Recent Radeon X1K Memory Controller Improvements in OpenGL with AA

Dave Baumann said:
There's no point. With NV4x/G70's dispatch the quads are likely to be working very closely in region to one another, so an L1/L2 cache design works here - ATI's quads are working on completely different regions, making it much less likely that they'll need to share much texture data between one another.
What about ground textures (e.g. repeating cobbles) - won't there be multiple instances in the texture caches of ATI GPUs?

Jawed
 
Jawed said:
What about ground textures (e.g. repeating cobbles) - won't there be multiple instances in the texture caches of ATI GPUs?

Jawed

But no penalty for this for R5XX series, right? Don't know about previous gen.
 
RoOoBo said:
However even if tiled based shader work distribution can help in accessing data (and removes the requirement for a crossbar to order back the quads to their propper ROPs or MCs) random/round robin distribution is good for better load balancing (the check board case for example :)) in the shader units. The tile algorithm has the danger, when queues aren't large enough, of unbalancing between the pipelines or a slow start for some of the pipelines if the first fragments/triangles miss them. What is better? Depends.
I think the other missing ingredient in this discussion is how the NVidia and ATI architectures construct batches.

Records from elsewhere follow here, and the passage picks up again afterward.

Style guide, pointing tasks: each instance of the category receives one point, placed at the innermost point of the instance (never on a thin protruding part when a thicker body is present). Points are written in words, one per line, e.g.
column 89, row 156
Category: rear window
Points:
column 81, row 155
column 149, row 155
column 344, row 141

If a triangle is too small to fill a batch (i.e. there are less quads in the triangle than the nominal batch size for the architecture), does the GPU fill the batch with more triangles (e.g. the succeeding triangles in a mesh)? Or is the empty space in the batch just entirely lost cycles?

Jawed
 
ERK said:
But no penalty for this for R5XX series, right? Don't know about previous gen.
I'm not sure how you conclude that, since R5xx has the same per-quad texture cache organisation as R3xx...R4xx.

The difference in R5xx is that the caches are larger (I think) and fully associative.

Jawed
 
Jawed said:
I think the other missing ingredient in this discussion is how the NVidia and ATI architectures construct batches.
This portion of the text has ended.